The archangel Ariel caught her staring at Milo, and she moved on him. “I expected better from you, Milo,” said the archangel, and Alexa saw guilt flash across his face.
“I can’t even begin to express how disappointed I am with you. How angry I am—one of our best guardians—skipping out on his duties. Rookies can be foolish. It’s even expected of them, but you, you’re a celebrated petty officer. You’ve always been in the Legion’s good graces… I am astonished that you would be so careless, so stupid and reckless, and especially at a time like this.”
Milo hung his head, his jaw clenching. “I’m sorry, archangel Ariel.”
Ariel’s face was pinched. “What have you got to say for yourself? You were missing for more than five hours. Where did you go for all that time? Who gave you permission to leave? Was it Sabrielle? And don’t you dare lie to me,” she added. “I’ll know if you do. Speak!”
Milo stared at the ground, his face screwed up in concentration, and Alexa knew he was preparing to lie, lie for her.
Before she knew what she was doing, the lie she was prepared to tell vanished and she stepped forward, blurting, “We were in pur—”
The ground shook beneath Alexa’s feet, followed by an ear-splitting boom as though the sky had torn itself apart, and then shouts and screams.

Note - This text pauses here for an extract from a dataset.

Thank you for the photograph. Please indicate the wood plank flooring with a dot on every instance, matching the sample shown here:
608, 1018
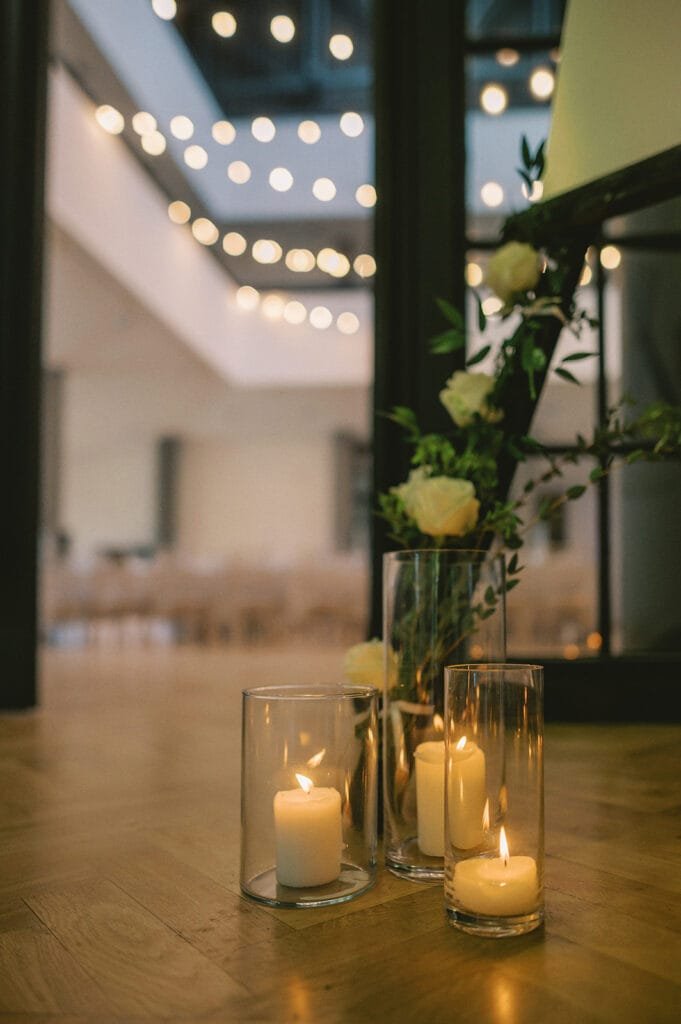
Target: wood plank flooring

“You stay where you are, rookie. Alexa!”
But Alexa had already bolted out of the tent. The archangel Ariel’s scream echoed behind her as she dashed across the grounds, following the shouting. She didn’t hear what they were shouting, but the fear she saw on the faces of the angels that flew past her fueled her limbs to go faster.

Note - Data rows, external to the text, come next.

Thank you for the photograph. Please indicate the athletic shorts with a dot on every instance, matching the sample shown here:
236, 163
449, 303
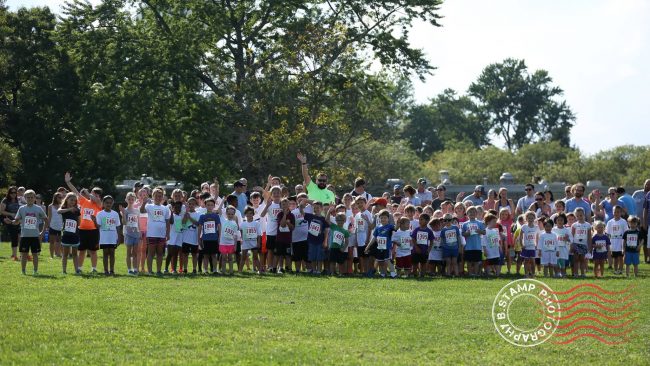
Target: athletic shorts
473, 256
210, 247
189, 248
404, 262
89, 240
338, 256
300, 250
30, 243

Black blood, as thick as oil, splattered the ground, slicking the grass so Alexa’s feet slipped out from under her. She kept running.
Beyond the ring of angels were hundreds of demons, creatures with corpse-pale skin covered in blisters and boils. Their eyes were vacant as they hurled themselves at the angels, thrashing in a violent blur of claws and teeth. Alexa saw a male angel fall back, his throat torn out and his essence spilling out of him like a water hose.
Alexa had reached the middle of the park when she understood what had caused the boom.
Demons and humanoid creatures that could only be pagan gods spilled out of a black hole like a portal the size of a large truck. Dozens emerged at a time—a Hellgate.
And next to it, sitting on a pile of dead angels like a throne, was Hades.